Ah yes, the marketplace, guided by green subsidies totaling $15.6 billion. That’s just in a single year, and just in the U.S. Looking ahead, green capitalists can slaver over the prospect of $276 trillion; that being the dollar total that McKinsey & Company says it will take to hit “net zero” by 2050. To which we can add: If China, India, and all the other coal-happy countries keep pumping carbon dioxide into the atmosphere at their projected exponential rate, we’ll need to spend even more—and that has to be good news for Al Gore, Inc.
So let’s give Kerry credit for overall messaging: The old Hegelian trick—identify what you hope for as teleologically inevitable—worked for not only the German philosopher, but also for his renegade epigone, Karl Marx. And for plenty of pamphleteers since, it’s been an effective formula: Deliver, with incantatory cadence, a vision of “the right side of history,” and the audience (enough of it at least) is putty in their hands. Now, however, the old leftist dogmatism has been replaced by neoliberal dogmatism. So Kerry is now spieling, Jim Cramer-style, “The trend is your friend.” This is 21st century corporatism, green in tooth and claw. And rare-earth metal.
But we can ask: Is the WEF schtick still working? Does anyone other than a BlackRock shareholder still have confidence in this particular hegemon? It sure seems that lots of flyover folks—tuned to Milei, Tucker Carlson, Robert F. Kennedy, Jr., and a swelling worldwide chorus of contraries—are reaching for their revolvers whenever they hear Klaus Schwab’s name.
As a straw in the wind, Hillsdale College, which is its own kind of multimedia empire, now offers a video on the Great Reset. One guess as to its stance. Is fear and loathing of the Great Reset a feverish paranoid fantasy? That’s a matter of opinion. But paranoiacs can start their search for evidence on the WEF website. Whatever the Great Reset is, the WEF started it.
WEF was founded in 1971, billing itself as a blueprint for capitalistic-technocratic utopianism. Indeed, it had a good run, until the truth caught up with the legend. Verily, all things must pass. As with any self-appointed group of guardians—from the Templars to the Illuminati to the Trilateralists—the initial cachet becomes a cliche, and eventually, a dirty word. So this year, President Joe Biden will not be at Davos. Of course not. He has a re-election to think about, and he needs Michigan, not masters of the universe.
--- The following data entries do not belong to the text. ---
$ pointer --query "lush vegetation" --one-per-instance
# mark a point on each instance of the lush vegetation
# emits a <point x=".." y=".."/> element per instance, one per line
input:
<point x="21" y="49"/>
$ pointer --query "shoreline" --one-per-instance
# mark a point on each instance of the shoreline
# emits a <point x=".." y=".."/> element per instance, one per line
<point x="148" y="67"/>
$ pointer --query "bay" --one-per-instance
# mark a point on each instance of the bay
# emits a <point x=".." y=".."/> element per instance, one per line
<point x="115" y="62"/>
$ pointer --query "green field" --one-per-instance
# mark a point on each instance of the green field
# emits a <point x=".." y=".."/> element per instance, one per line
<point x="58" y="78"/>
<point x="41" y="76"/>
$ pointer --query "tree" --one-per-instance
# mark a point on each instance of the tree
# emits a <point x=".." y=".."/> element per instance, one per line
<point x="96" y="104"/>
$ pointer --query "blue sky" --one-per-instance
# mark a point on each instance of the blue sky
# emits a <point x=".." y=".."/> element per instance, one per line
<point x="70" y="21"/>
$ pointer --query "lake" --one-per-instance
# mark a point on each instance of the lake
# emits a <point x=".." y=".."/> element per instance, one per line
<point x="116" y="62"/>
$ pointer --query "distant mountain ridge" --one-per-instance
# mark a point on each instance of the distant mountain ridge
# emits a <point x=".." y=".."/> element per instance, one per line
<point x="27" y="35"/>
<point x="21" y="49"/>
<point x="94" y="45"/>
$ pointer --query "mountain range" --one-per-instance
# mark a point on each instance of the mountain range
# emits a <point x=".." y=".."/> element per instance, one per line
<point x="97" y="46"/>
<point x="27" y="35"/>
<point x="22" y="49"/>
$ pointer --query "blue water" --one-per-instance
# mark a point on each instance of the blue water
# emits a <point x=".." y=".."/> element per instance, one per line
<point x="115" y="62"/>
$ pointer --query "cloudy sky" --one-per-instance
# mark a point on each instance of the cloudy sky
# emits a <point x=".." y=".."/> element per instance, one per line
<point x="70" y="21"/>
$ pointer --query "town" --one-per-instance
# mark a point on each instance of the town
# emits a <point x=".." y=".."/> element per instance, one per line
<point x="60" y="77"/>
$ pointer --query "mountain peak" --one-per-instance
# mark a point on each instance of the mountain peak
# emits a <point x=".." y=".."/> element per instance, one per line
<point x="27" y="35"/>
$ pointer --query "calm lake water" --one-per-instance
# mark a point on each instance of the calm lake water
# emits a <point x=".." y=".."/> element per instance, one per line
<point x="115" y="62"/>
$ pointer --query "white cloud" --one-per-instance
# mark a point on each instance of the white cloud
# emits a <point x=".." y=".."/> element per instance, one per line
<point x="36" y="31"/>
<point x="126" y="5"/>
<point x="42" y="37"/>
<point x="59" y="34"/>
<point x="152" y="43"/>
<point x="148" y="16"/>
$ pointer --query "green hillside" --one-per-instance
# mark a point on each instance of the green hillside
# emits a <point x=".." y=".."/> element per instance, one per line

To be sure, Davos and WEF are hardly withering away. WEF conferences are proliferating, even if they now seem indistinguishable from myriad other high-end investor conferences. And as for Davos itself, there’s always 2025, when the electoral smoke, win or lose, will likely have cleared. Joe will always be welcome, if he’s up to it, and Hunter for sure, will want to go. Many art collectors come to Davos.